Четвертую ширинку, мокрую от пота, сменил гость, так хорошо шел чаек под беседу. Наконец купец сказал:
– Мне велено поклон тебе передать, Яков Иваныч…
Казак удивленно вскинул брови.
– Да, да и вот это, – Анисимов повернулся к маленькому ларцу, стоявшему возле него на лавке.
Яков только сейчас его заметил. Он принял ларец, не переставая удивляться, открыл его. Внутри лежал приоткрытый кожаный кошелек с золотыми монетами и небольшой свиток бумаги.
– Читать-то умеешь? – спросил купец.
– У нас в куренях матери с детства чадов своих псалтири учат. И читать и писать обучены, – бурчал Яков, разглядывая содержимое ларца.
– Тогда прочти грамотку-то.
В бумаге значилось, что дана для беспошлинной торговли на всей реке Волге, по Яику и Дону. Кому дана – вписано не было. Подписано князем Потемкиным и печать приложена.
– Почто мне это читать дал? – спросил Синильников.
– Так привет и бумага тебе же посланы, хоть сейчас вписывай себя.
– За что же милости такие? Ежели мне дадено, почему сами имя не вписали? – сомневался Яков и недоверчиво косился на хозяина.
Купец посерьезнел.
– Скажи, Яков Иваныч, можешь ты мне слово дать на Святом Писании, что сохранишь в тайне то, что скажу тебе.
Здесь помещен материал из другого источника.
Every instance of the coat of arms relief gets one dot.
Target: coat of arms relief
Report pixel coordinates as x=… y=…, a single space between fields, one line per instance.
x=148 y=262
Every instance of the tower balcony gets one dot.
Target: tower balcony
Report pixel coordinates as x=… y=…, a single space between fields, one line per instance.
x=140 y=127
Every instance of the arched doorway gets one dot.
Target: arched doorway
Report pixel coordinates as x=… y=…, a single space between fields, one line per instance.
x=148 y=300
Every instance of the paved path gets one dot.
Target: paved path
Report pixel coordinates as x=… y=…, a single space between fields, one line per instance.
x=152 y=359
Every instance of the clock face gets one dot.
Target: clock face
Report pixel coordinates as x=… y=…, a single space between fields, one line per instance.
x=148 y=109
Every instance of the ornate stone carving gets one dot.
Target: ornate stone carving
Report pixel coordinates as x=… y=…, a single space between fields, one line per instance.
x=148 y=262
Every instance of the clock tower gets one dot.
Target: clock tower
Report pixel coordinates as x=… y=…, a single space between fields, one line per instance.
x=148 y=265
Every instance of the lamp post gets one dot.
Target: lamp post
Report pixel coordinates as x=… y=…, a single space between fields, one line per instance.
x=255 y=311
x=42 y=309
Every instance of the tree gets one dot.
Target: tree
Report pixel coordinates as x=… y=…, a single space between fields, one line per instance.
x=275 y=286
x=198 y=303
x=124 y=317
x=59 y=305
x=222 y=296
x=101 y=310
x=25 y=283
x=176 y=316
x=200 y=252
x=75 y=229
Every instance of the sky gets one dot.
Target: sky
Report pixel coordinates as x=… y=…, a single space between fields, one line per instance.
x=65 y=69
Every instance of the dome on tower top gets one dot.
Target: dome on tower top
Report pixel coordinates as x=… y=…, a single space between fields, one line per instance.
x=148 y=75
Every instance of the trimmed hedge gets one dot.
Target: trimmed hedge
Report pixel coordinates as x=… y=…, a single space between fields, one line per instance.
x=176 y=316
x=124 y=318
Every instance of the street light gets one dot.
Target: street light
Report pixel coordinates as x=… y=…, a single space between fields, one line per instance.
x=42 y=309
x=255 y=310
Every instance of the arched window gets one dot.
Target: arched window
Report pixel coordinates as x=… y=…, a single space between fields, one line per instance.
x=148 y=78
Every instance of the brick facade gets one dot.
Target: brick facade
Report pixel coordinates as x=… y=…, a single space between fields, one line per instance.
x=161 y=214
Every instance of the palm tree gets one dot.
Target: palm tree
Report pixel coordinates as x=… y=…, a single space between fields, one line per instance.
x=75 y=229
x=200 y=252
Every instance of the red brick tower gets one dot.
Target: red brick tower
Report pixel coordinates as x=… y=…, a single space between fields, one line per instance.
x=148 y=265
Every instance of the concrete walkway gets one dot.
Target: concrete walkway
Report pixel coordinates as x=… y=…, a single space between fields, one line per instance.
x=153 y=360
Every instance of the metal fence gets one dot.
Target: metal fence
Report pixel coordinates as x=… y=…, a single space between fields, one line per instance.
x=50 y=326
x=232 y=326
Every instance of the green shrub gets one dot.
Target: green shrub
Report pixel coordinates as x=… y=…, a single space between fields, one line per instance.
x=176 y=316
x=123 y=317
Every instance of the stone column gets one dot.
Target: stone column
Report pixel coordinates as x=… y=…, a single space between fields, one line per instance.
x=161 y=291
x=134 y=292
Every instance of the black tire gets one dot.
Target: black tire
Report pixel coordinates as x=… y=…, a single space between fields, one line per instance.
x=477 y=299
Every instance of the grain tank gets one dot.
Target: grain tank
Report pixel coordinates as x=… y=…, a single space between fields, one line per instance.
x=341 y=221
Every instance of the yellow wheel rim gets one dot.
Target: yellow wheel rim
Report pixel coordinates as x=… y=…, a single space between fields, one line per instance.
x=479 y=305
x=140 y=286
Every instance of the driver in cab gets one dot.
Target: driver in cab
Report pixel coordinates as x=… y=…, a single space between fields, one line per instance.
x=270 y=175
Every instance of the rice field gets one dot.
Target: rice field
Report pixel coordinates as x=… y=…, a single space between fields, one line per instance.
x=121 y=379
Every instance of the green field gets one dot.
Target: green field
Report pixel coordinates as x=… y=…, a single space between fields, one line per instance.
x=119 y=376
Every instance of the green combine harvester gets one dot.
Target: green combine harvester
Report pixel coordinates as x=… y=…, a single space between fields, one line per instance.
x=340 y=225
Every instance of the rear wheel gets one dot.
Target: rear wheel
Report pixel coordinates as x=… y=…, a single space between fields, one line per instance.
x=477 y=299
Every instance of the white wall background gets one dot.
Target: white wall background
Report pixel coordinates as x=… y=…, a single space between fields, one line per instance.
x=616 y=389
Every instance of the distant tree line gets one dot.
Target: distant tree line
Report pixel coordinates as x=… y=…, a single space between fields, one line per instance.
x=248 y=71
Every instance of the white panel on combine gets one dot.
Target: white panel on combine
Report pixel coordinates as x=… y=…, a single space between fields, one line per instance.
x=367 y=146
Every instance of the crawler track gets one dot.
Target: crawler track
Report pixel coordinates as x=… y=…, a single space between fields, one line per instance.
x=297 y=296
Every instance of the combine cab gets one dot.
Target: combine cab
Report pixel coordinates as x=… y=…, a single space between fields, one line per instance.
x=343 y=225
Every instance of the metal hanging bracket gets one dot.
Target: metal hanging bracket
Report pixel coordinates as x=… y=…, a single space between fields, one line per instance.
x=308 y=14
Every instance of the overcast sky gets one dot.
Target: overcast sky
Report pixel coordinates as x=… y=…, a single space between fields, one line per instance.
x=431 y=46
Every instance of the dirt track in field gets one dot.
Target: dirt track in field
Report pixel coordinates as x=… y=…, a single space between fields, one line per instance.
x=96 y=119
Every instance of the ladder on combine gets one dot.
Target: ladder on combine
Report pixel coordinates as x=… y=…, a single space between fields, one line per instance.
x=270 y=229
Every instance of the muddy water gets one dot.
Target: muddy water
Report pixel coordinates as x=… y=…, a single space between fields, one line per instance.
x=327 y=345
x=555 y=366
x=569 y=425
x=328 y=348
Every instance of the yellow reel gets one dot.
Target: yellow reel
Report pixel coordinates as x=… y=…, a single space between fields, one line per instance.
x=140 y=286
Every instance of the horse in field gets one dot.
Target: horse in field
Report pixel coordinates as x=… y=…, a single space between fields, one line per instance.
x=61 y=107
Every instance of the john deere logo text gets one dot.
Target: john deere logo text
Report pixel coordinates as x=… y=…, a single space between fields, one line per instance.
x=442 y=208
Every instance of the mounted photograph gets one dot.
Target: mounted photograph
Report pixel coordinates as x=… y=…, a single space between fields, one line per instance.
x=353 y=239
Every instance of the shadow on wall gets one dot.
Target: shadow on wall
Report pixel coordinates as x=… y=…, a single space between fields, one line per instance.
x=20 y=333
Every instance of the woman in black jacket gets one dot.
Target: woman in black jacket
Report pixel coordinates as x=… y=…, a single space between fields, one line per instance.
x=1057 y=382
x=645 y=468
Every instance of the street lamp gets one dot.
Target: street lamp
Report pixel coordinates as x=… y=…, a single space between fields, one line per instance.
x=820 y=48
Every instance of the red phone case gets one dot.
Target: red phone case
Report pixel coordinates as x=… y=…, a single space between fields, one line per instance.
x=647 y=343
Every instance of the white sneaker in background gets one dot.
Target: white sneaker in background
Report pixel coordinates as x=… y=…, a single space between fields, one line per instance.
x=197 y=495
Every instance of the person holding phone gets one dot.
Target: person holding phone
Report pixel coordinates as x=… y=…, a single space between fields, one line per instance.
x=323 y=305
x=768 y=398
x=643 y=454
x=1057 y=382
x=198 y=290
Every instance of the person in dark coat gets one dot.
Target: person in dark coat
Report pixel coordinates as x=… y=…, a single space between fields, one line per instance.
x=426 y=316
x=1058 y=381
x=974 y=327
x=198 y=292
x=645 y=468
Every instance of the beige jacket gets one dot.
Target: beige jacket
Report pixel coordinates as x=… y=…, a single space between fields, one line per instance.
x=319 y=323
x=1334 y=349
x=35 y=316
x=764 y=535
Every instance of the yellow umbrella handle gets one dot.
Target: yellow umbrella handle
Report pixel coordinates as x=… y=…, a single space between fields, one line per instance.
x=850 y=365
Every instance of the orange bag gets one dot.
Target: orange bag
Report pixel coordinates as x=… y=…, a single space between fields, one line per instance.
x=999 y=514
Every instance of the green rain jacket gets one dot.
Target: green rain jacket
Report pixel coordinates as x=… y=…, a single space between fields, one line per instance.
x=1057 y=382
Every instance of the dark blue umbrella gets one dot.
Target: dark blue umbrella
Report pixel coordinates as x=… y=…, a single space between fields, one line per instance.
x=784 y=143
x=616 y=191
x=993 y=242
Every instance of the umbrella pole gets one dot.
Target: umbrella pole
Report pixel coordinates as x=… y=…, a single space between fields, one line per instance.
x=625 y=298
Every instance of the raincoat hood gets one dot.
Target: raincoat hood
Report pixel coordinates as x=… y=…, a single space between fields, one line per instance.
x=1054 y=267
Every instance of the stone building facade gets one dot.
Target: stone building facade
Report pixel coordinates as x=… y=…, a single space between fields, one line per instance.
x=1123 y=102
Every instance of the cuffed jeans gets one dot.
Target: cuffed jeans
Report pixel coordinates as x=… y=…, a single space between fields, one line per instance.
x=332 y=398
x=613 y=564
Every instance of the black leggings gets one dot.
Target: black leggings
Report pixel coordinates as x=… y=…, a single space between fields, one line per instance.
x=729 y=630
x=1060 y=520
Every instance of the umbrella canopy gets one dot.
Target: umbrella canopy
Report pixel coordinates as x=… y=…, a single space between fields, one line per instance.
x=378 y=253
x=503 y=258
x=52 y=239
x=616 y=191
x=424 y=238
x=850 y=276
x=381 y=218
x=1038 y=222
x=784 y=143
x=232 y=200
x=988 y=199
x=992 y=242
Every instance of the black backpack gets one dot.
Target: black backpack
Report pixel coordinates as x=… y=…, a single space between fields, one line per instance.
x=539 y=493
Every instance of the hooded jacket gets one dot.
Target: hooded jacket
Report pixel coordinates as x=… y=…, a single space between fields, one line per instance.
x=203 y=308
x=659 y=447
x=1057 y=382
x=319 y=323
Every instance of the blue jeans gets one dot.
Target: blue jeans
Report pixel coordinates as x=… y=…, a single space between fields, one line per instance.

– Ну… ежели не противу Бога, закона, совести… тогда могу, – осторожно пообещал Яков.
– Вот перед Писанием… – Анисимов потянулся к полке с иконами.
Яков, потеряв терпение, взъелся:
– Вот что, Петр Сергеич, ежели ты боишься чего, то не неволь себя. Я тебе прямо скажу – клясться не стану!.. Выдавать тебя тоже не буду… Мое слово и пыткой не сломишь! Ты ежели сумлеваешься – возьми ларец и с благодарностью возверни хозяину.
Анисимов смутился. Оба молчали, не зная как поступить. Наконец Яков поднялся и сказал:
– Ну, благодарствую на угощении…
– Постой, казак, не обижайся! – остановил его купец. – Дело больно важное… Да я тебе верю… Ты передавал весточку от русского полоняника?
– Было такое, – насторожился Яков.
– Ну, вот и вышла тебе за то благодарность и деньги от князя.
– Вона как, – протянул Яков. – Вот это батюшка у Ефрема!
Анисимов засмеялся:
– Нет, батюшка его не князь. Но привет от Ефрема и князю передан.
Яков внимательно посмотрел на купца, на ларец, снова на купца, вздохнул и сказал:
– Кажись, я понял! – И замолчал.
Анисимов не ответил, ждал. Яков продолжил:
– Ежели бухарцы проведали бы про эти приветы, то Ефрему кол показался бы щекоткой… Но скажу тебе – он там держится… А что, нужно вызволить его?
– Нет. Князь Потемкин лично тебя просит помочь Ефрему в деле государственной важности, – торжественно изрек Анисимов. – Его сиятельство благодарен тебе за то, что защитил ты его человека, когда на него накинулся бухарец.